Welcome Abigail Catherine!

Friday, July 3, 2015

Calling Caroline

CLUCK, CLUCK, CLUCK!!!

   So lately I've been feeling an attachment with Caroline Ingalls (mother of Laura Ingalls Wilder), and for several reasons. This all started back in the beginning of May. I'd just found out that I was pregnant, the weather was getting warmer, Dan was gone long hours during the day so it was just me and Carl and I felt like death run over.

  The nausea and exhaustion made me wonder if I was pregnant or perhaps terminally ill. Toiling outside in the heat of the afternoon sun with a two year old made me collapse on the couch at 8 o'clock in the evening (I still do this) with the ceiling fan on high and watching re-runs of Little House on the Prairie.

  I think the first episode I caught was when Charles and Caroline finally have a son but he ends up passing away several months later...an episode I've seen a million times already because, let's face it, my whole life I have watched Little House. Anyhoo, the episode begins with Charles noticing that Caroline hasn't been eating much lately and her telling him that she is expecting again. Instantaneously I felt better about myself. After all, if Caroline Ingalls ate like a bird in the beginning of her pregnancy, then it must be ok that I wasn't eating like I used to either!

  And so began another time period in my life that I became obsessed with the show.

  Sometimes in the evenings we have all sat and watched Little House. Quite frankly, it's a much better quality of show to have on the t.v. for a family setting.
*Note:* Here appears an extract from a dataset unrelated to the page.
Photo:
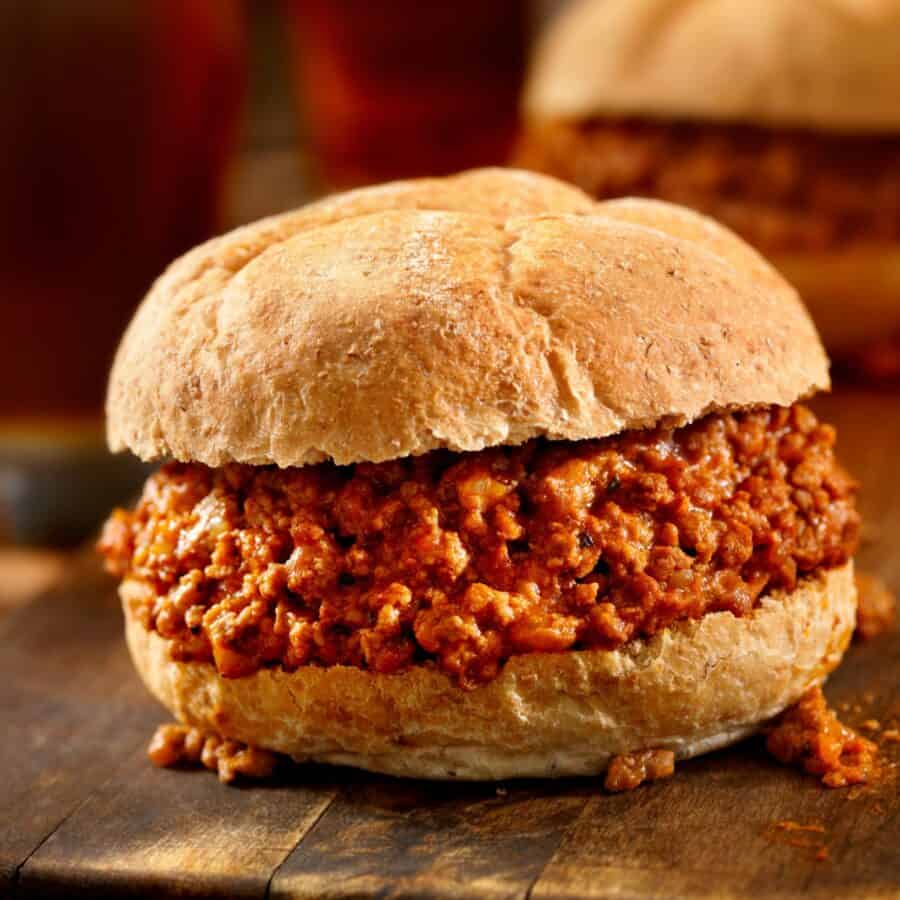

Right now I don't want my son to hear about one shooting after another, terrorists, and YES, people changing their gender. I know I can't shelter my kids forever, but for right now by God I'm going to try. They can grow up in a home that shows others learning right from wrong and attending church every Sunday (which makes it into a lot of Little House episodes.)

  On one of these evenings we caught the episode where Caroline becomes pregnant with Grace. In the beginning she's dizzy and needs to sit down. I pointed to the screen and shouted at Dan, "See! Even Caroline Ingalls needs to sit down throughout the day when she's pregnant!" Later in the show Caroline goes off on an emotional rant. I felt better again! Carl pointed to the t.v. and said "What's that?" I told him that she was pregnant and cries a lot too...just like mommy.

  So I swear we don't just watch t.v. in the Shawhan household and I promise this post relates to chickens...I'm getting there.
 
  What I also love about the Ingalls matriarch is her both her struggle to be a good Christian woman (always turning the other cheek to Mrs. Oleson) but also her egg income. (Here comes the egg part!) What would it be like to get 4 cents a dozen instead of over a dollar? Just like Caroline Ingalls, every so often I run into town with Carl in tow (usually on our way out to the library) and we drop off anywhere from 10 to 16 dozen eggs to a friend of the family. THANKFULLY the family we sell our eggs to is nothing even remotely close to that of Mrs. Oleson and her bratty daughter Nellie. Talk about the difference between night and day!
 
  My little egg income makes me happy; after all its better than nothing when I'm not out in the workforce and "bringing home the bacon". I like to think Caroline may have felt the same way.
 
  Some days I can't help but wonder if Caroline ever felt like she was going to lose it. Home all day with small children...doing all the domestics just to wake up and do them all over again the next day. Did she ever lock herself in the outhouse for just five minutes to save her sanity? Did she feel a slight resentment to Charles? Or the woman who worked at the post office? The school teacher because they got to "get out and have a life"? Did her head feel like it was going to explode, yet she still had to change that poopy diaper, fill a bowl full of goldfish and go turn down the burner on the stove so supper wouldn't burn? I'd like to think so...after all we are only human.
 
  And yet we wouldn't give up or trade our lives for any other in the world. We have good days and we have bad days. Some days are a combination of both. And when you get $20 for two weeks' worth of eggs, it feels pretty darn good appreciating the small stuff.